As we trundle down the concourse, I notice the other end—about a block away—is completely choked with people. More flags, more signs. The crowd roar fills every empty space, including my ears. “I didn’t know the Mob’s so big up here. Aren’t they down south?”
“You mean the Cosa Nostra. Sicilian Mafia. All the Mob movies are about them.”
“So how many mafias are up here?”
“Too fucking many.” Carson’s starting to speed up; maybe she can’t hold it much longer. “Three main ones to watch here. The ‘Ndrangheta’s from Calabria, the foot of Italy. Watch the Mob movies? Know how the Sicilians call their gangs ‘families’?”
“Yeah.”
“‘Ndrangheta calls them ‘ndrine. They really are families—they’re blood relations or in-laws. There’s enough ‘ndrine in Milan to make a locale, a group of families. They’re worldwide. They run the cocaine trade in Europe.”
“I’ve never heard of them.”
“Yeah, nobody has except the Italians.” Her tone says she’s irritated, but I don’t know if it’s because of the subject or me. “There’s the Albanians. Do their own thing, but the ‘Ndrangheta subcontracts to them, too. Opportunists. Do whatever to whoever for whatever.”
An uncomfortable flash: that sounds like Gar and me at the gallery. “What’s the third group?”
We reach the ottogono, an octagonal plaza under the central glass dome. It’s choked with tourists and protesters on their coffee break. Carson stops to get her bearings on her phone; there’s no sign that says this way to the hotel. She’s quiet for so long I figure she’s blown off my question. Then she says, “Russians.”
“Italy doesn’t have enough gangsters? It has to import?”
She shoots me a crabby look. “Nobody asked for them. Milan got part of the Solntsevskaya Bratva brigade in Vienna.”
“The what?”
“Solntsevo Brotherhood, out of Moscow. Biggest, strongest Russian mob. Hard-core as the movies say. They’re muscling in on the ‘Ndrangheta’s turf. They’re global, too.” She points her whole arm down one of the halls. “That way.”
I trot to keep up. She seriously must need to pee. I scrape up the nerve to ask, “How do you know all this?”
“Just do.”
“Bullshit.”
“Leave it.”
“You were mobbed up, weren’t you? That’s why Allyson took—”
“The Mob? I was a cop!”
She screeches to a halt, fuming. For a moment, I’m sure she’s going to hit me. But then she leans her head back, closes her eyes, and mouths “fuck!”
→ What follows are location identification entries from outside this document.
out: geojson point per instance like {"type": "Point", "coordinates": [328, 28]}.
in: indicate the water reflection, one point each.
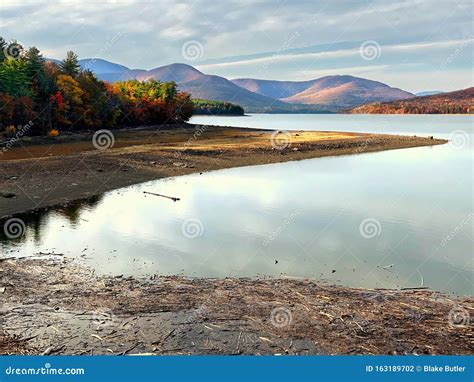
{"type": "Point", "coordinates": [36, 221]}
{"type": "Point", "coordinates": [295, 219]}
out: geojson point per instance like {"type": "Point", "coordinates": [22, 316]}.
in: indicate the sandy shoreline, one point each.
{"type": "Point", "coordinates": [55, 306]}
{"type": "Point", "coordinates": [46, 172]}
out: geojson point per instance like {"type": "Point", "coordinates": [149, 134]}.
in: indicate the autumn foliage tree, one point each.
{"type": "Point", "coordinates": [65, 97]}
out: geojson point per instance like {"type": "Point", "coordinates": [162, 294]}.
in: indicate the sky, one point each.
{"type": "Point", "coordinates": [416, 45]}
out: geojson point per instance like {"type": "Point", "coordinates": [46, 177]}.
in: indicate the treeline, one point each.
{"type": "Point", "coordinates": [63, 96]}
{"type": "Point", "coordinates": [207, 107]}
{"type": "Point", "coordinates": [457, 102]}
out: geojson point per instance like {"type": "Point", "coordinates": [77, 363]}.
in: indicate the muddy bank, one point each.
{"type": "Point", "coordinates": [43, 172]}
{"type": "Point", "coordinates": [55, 306]}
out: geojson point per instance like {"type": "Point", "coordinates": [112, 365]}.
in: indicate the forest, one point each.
{"type": "Point", "coordinates": [50, 98]}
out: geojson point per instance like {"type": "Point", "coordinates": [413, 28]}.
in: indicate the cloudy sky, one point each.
{"type": "Point", "coordinates": [416, 45]}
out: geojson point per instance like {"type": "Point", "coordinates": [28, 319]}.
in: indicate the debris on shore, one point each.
{"type": "Point", "coordinates": [56, 306]}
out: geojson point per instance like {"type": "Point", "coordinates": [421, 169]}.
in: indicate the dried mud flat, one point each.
{"type": "Point", "coordinates": [57, 306]}
{"type": "Point", "coordinates": [44, 172]}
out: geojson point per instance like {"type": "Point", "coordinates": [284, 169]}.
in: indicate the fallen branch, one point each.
{"type": "Point", "coordinates": [163, 196]}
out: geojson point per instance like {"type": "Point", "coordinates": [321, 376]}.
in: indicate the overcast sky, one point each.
{"type": "Point", "coordinates": [415, 45]}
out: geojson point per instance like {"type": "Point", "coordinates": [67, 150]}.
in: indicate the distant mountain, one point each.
{"type": "Point", "coordinates": [274, 89]}
{"type": "Point", "coordinates": [457, 102]}
{"type": "Point", "coordinates": [99, 66]}
{"type": "Point", "coordinates": [331, 91]}
{"type": "Point", "coordinates": [200, 85]}
{"type": "Point", "coordinates": [429, 92]}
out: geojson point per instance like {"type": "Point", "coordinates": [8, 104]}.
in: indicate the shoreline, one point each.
{"type": "Point", "coordinates": [55, 306]}
{"type": "Point", "coordinates": [47, 172]}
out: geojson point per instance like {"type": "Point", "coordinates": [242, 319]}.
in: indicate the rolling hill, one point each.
{"type": "Point", "coordinates": [456, 102]}
{"type": "Point", "coordinates": [332, 92]}
{"type": "Point", "coordinates": [191, 80]}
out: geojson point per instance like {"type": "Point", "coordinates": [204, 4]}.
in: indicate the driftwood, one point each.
{"type": "Point", "coordinates": [163, 196]}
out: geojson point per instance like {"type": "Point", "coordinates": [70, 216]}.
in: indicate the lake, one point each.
{"type": "Point", "coordinates": [393, 219]}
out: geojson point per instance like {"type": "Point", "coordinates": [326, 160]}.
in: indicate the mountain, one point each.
{"type": "Point", "coordinates": [274, 89]}
{"type": "Point", "coordinates": [191, 80]}
{"type": "Point", "coordinates": [332, 92]}
{"type": "Point", "coordinates": [98, 66]}
{"type": "Point", "coordinates": [457, 102]}
{"type": "Point", "coordinates": [429, 92]}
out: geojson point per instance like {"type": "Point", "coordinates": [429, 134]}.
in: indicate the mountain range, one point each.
{"type": "Point", "coordinates": [330, 93]}
{"type": "Point", "coordinates": [456, 102]}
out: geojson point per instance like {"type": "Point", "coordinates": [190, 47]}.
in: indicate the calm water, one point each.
{"type": "Point", "coordinates": [400, 218]}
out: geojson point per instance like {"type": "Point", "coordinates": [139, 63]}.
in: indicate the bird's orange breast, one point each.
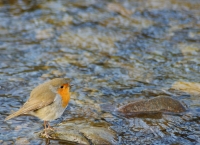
{"type": "Point", "coordinates": [64, 92]}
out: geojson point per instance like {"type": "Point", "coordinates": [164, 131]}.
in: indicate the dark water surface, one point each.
{"type": "Point", "coordinates": [115, 52]}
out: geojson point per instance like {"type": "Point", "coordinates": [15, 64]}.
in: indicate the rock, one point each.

A cop. This explains so much: the way she moves, her attitude, the way her eyes are always looking for threats, even her vocabulary.
“Now you know,” Carson snarls. She’s staring at me with her sucking-lemons expression. “Happy?”
Not especially. Still, while she’s talking… “Were you a Mountie or something?”
That sets her off again. “Wasn’t any goddamn pony. TPS.” She must read the complete lack of a clue on my face. “Toronto Police Services. Detective sergeant, Organized Crime Enforcement.”
“Okay.” One more? Try it. “Why’d you stop?”
Her mouth twitches. “Wasn’t my idea.”